A Ballad of Ballots


Illustration courtesy of Jenny Kroik

Individuals lining up to vote.

Kobi Khong, Photojournalist

 My mom was eight years old when she came to the United States, in the pitch black of night she and her 12 siblings boarded what would generously be called a raft, and sailed in hopes of a better life as gunshots and the overbearing fear of tyranny weighed on her shoulders. It took over a year of refugee camps and rescue for her to arrive in a land with nothing but the clothes on her back, but if asked if she would do it again, she’d say yes.  Her reason? Freedom. 

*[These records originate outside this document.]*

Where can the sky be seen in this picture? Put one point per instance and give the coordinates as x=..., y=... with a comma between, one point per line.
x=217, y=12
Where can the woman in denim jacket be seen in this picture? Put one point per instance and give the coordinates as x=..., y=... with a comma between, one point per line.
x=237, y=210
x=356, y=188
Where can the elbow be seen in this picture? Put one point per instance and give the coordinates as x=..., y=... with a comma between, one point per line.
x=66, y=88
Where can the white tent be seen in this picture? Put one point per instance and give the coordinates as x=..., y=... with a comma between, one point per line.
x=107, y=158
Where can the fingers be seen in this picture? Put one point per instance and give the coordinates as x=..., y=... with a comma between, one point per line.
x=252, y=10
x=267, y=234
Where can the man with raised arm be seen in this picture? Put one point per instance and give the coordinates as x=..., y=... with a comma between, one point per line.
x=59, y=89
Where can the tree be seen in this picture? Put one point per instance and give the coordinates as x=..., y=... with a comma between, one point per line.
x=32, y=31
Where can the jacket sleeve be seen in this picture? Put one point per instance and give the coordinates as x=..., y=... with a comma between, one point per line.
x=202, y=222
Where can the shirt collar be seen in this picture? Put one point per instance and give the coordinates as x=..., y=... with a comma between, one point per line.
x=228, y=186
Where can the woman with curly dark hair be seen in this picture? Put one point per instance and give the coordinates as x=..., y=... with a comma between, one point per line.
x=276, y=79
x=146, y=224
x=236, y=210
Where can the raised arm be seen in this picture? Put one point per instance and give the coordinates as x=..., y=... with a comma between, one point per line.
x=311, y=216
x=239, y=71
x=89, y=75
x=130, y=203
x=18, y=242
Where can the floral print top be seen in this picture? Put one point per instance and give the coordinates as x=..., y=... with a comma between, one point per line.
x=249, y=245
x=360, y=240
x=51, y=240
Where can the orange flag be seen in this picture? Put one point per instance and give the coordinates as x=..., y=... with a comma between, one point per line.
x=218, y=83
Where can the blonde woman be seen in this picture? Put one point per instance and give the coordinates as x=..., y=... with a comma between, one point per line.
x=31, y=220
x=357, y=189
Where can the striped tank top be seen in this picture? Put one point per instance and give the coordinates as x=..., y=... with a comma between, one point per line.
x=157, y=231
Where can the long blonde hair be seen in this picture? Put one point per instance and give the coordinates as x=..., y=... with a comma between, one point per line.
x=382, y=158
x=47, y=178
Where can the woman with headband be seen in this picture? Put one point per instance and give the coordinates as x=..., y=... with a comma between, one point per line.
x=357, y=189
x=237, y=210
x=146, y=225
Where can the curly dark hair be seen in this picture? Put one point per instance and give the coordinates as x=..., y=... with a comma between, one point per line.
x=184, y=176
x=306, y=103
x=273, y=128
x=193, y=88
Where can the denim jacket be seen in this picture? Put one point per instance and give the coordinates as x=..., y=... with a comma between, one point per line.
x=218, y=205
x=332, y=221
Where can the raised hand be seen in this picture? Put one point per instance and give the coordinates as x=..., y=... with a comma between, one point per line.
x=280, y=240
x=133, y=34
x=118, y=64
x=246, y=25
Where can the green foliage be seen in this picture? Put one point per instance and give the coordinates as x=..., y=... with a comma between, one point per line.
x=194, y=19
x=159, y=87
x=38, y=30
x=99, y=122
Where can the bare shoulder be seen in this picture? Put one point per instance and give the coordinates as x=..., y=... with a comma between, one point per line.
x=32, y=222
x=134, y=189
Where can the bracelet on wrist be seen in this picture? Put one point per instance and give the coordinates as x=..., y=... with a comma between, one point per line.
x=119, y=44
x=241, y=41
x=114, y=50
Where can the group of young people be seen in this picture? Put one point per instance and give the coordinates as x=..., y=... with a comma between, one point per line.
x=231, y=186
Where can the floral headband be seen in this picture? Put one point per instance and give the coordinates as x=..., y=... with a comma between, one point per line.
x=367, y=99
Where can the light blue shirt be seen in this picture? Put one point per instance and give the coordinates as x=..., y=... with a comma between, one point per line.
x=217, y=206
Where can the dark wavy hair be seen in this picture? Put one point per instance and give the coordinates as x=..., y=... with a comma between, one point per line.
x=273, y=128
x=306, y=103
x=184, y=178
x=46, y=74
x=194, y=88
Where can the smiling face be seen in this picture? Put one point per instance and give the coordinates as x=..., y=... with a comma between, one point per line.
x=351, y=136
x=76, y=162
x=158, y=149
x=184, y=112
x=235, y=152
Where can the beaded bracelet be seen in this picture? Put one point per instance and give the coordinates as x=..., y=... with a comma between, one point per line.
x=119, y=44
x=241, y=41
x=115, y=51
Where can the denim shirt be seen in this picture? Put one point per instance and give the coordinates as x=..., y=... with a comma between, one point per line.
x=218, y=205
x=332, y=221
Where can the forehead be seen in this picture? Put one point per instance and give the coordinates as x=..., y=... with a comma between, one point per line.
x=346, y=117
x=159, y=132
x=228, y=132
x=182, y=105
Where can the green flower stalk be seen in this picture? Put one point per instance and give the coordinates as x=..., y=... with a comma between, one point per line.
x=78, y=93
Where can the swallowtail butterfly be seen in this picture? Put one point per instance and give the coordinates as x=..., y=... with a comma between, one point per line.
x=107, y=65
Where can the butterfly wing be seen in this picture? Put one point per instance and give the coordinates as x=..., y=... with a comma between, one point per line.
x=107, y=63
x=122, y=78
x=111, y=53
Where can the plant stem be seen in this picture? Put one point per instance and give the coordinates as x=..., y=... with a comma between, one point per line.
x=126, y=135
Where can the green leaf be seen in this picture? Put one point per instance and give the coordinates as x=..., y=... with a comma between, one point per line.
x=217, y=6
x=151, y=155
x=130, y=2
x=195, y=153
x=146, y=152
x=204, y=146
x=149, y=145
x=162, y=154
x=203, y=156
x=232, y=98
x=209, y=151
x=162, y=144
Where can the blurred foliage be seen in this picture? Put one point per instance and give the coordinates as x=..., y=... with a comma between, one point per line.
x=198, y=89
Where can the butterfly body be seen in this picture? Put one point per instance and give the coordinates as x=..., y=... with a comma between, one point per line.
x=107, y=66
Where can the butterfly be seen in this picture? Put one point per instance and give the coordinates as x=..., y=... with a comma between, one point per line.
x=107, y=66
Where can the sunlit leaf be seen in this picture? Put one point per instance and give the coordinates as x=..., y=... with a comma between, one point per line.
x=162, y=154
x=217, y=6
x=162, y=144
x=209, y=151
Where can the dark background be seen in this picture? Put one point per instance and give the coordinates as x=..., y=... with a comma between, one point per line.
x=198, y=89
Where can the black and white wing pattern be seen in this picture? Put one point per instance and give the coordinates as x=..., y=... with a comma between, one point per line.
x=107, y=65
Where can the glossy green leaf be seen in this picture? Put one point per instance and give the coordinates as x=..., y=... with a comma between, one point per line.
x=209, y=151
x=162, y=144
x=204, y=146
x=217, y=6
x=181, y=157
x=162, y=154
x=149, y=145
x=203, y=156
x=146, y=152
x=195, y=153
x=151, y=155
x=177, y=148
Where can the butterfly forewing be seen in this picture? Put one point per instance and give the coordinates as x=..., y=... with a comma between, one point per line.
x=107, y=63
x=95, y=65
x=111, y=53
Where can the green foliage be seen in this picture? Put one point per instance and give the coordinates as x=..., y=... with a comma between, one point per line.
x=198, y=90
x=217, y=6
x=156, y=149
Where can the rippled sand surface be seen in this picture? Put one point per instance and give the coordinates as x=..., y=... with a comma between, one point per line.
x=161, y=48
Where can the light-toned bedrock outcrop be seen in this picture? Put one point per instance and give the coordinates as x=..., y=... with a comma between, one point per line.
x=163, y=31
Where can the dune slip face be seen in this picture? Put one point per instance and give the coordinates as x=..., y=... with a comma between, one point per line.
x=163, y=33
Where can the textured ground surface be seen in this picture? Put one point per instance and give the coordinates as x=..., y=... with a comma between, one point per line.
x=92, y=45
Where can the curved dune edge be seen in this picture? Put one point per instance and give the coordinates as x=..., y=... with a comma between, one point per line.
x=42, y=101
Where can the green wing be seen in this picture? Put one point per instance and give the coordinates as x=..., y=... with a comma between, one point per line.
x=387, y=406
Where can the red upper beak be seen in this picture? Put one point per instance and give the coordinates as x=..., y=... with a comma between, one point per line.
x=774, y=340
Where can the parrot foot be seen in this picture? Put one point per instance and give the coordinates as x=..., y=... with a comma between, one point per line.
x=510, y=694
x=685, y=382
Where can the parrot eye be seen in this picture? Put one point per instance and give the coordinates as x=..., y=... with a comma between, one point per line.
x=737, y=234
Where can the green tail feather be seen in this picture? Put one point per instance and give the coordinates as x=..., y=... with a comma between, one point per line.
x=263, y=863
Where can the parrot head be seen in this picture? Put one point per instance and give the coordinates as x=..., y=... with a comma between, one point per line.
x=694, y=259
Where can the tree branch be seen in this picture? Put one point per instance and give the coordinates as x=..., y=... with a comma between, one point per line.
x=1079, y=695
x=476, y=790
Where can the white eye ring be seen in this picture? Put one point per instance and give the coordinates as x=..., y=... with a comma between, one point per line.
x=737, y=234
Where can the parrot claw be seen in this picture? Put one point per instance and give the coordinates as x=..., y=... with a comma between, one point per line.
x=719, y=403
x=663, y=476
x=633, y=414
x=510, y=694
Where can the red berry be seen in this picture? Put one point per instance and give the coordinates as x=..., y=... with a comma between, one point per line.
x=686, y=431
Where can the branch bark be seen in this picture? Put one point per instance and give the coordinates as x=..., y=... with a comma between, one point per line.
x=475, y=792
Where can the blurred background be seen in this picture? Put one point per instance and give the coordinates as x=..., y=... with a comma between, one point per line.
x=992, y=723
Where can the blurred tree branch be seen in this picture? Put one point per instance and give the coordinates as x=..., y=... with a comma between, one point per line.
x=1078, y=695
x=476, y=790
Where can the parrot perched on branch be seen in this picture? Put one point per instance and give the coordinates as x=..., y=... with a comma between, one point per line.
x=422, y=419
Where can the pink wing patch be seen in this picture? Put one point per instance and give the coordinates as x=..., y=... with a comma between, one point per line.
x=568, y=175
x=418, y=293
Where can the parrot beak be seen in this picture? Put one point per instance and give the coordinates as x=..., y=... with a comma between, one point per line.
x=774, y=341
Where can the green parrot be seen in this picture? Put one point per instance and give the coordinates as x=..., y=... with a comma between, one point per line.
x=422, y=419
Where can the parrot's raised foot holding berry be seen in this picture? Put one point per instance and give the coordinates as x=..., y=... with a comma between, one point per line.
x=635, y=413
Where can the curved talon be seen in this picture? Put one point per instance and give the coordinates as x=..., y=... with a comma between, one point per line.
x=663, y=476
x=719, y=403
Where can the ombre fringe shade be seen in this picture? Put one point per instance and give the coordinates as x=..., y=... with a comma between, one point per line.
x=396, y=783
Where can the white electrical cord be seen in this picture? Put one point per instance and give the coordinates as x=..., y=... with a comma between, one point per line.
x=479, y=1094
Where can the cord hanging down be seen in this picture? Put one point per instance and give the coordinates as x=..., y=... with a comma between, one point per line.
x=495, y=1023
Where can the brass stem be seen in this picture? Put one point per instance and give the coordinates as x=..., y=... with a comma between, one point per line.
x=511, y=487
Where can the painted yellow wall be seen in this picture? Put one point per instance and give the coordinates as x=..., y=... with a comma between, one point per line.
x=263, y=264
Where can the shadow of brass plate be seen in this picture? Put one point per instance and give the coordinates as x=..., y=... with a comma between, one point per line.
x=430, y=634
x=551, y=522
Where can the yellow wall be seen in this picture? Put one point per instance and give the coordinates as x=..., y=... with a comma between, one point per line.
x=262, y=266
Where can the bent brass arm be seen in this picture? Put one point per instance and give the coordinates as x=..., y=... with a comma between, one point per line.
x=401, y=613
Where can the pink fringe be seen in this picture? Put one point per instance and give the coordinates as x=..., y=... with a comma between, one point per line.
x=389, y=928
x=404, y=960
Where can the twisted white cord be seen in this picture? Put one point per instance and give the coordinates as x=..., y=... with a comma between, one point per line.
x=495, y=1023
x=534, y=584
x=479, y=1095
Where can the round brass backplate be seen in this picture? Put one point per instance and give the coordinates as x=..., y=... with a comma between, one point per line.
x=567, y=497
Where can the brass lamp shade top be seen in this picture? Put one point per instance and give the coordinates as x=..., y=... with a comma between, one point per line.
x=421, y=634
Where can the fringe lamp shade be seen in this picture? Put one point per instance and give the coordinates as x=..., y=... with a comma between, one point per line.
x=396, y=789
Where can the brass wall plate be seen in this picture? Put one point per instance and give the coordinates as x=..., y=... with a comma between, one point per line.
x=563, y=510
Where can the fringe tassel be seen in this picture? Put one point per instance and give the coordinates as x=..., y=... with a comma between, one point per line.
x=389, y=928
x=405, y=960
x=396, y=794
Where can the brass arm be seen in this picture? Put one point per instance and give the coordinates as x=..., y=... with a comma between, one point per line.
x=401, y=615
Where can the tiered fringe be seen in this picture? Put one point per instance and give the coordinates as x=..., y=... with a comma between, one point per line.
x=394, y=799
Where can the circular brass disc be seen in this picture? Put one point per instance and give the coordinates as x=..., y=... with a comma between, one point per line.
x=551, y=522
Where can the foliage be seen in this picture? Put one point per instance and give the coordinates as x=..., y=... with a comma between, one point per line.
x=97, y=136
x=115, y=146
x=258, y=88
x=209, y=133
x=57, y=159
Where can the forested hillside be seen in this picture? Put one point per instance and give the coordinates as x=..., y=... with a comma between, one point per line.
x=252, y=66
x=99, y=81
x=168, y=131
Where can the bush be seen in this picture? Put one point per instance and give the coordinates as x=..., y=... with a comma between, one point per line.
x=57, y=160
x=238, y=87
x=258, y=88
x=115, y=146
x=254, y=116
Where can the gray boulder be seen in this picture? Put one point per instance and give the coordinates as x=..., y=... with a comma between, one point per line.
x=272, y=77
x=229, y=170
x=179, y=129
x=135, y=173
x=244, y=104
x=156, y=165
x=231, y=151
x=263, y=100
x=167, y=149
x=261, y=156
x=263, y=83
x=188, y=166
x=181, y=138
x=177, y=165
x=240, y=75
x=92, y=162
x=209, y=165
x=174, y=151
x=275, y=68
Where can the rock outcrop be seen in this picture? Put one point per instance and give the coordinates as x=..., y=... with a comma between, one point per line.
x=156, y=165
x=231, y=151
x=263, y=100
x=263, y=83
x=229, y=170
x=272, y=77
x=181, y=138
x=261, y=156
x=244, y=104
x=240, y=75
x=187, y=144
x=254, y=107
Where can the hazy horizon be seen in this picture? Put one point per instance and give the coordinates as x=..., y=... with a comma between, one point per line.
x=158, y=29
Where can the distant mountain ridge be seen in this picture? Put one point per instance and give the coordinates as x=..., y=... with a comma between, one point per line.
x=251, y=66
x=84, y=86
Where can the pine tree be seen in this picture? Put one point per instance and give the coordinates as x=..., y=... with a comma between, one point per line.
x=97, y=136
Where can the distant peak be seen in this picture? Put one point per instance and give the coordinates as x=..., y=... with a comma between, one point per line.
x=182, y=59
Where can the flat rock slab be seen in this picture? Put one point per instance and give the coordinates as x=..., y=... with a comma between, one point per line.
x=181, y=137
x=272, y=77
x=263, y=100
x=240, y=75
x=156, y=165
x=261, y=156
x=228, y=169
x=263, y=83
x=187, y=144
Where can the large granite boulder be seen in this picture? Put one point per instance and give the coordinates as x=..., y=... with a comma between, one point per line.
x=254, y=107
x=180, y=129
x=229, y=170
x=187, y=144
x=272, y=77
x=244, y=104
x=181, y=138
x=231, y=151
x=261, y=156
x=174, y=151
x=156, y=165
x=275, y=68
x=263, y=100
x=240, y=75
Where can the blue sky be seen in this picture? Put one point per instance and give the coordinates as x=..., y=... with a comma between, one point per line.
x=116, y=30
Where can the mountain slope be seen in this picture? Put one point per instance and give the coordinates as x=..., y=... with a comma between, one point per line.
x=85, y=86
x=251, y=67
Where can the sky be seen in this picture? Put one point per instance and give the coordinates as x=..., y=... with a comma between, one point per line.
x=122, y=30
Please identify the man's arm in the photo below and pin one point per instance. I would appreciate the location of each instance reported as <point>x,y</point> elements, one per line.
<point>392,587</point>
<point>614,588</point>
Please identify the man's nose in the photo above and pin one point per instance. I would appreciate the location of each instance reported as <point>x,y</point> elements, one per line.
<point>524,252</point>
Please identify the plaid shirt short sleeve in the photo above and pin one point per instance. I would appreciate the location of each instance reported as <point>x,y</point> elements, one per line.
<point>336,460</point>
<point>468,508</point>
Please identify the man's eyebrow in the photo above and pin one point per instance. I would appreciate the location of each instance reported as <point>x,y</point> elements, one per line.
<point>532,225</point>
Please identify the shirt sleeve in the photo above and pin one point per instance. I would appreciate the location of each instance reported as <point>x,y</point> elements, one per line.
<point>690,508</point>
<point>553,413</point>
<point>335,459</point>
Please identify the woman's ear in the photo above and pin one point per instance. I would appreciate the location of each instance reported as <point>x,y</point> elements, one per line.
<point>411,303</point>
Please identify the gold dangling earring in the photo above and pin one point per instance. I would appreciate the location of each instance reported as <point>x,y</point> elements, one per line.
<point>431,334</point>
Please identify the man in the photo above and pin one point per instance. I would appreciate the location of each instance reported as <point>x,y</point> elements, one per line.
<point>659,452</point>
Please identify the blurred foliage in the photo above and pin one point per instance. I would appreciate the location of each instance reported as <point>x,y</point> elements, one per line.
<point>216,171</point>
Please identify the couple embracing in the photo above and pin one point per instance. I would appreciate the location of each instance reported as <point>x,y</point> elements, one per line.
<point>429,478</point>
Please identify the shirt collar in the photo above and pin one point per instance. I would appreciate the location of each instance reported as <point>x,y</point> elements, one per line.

Our right of voting is something we take for granted, as more than 40% of the countries in the world don’t operate on such a democracy. Our vote allows “We The People” to make reality out of the changes that we, as a society, want to see within the world.  

My favorite quote comes from a man named Harold Ickes, the Secretary of the Interior under the administration of Franklin Delano Roosevelt. It was May 18th of 1941, the global population on the cusp of what would become the largest international conflict that the world had ever seen; Harold Ickes stood amongst a crowd in New York’s Central Park and told the American public what it needed to hear; his presentation was titled “What is an American.” “We know that the spirit of freedom never dies. We know that men have fought and bled for freedom since time immemorial. No, liberty never dies. The Genghis Khans come and go. The Attilas come and go. The Hitlers flash and sputter out. But freedom endures.” Our right to vote is not an intrinsic value of our nation, the saying goes freedom isn’t free, our freedom of opinion came at the sacrifice of veterans who selflessly defended our nation and its ideals as established within the Constitution. Brave individuals who stood their ground against tyranny so that every citizen within our society has representation within our government, so that their children along with the next generation will never have to fear their rights being oppressed.

The problem is that every day the public perception of voting is becoming less and less important, as time continues and continues especially with our “gen z” generation, our world is filled with cynicism and distrust towards our government. However, in reality, that’s all the more reason to vote, the policies we create today are the ones which impact our future; the issues which affect our world from climate change to gun violence are blatant dilemmas which control our lives. Young voters account for more than half of the voting population, but we are one of the least likely demographics to participate in elections. When people in congress make policies and legislation they’re not making it for themselves, their implementations affect us, the youth who are growing up into the world, so it’s vital that we have our input into how our nation’s function. Shifa Mirza (12), a board officer for Yorba Linda High School’s Political and Social Activism Club said “The reason why voting is so important to us teenagers, is that it lets us shape the future and create a world that we want to live in.”

When the subject of voting is brought up, a term usually connected is the idea of civic duty, that we as American citizens have an obligation to vote. I disagree.  Our right to vote is not a chore to check off a to-do list; our ideals of democracy are not drudgery. Our votes matter because they’re the culmination of the dreams and sacrifices of millions throughout history. Our votes matter because with them we can make a difference in the world through our actions. Our votes matter because a single check mark on a single ballot can profoundly impact our lives, our communities, our nation, and our world.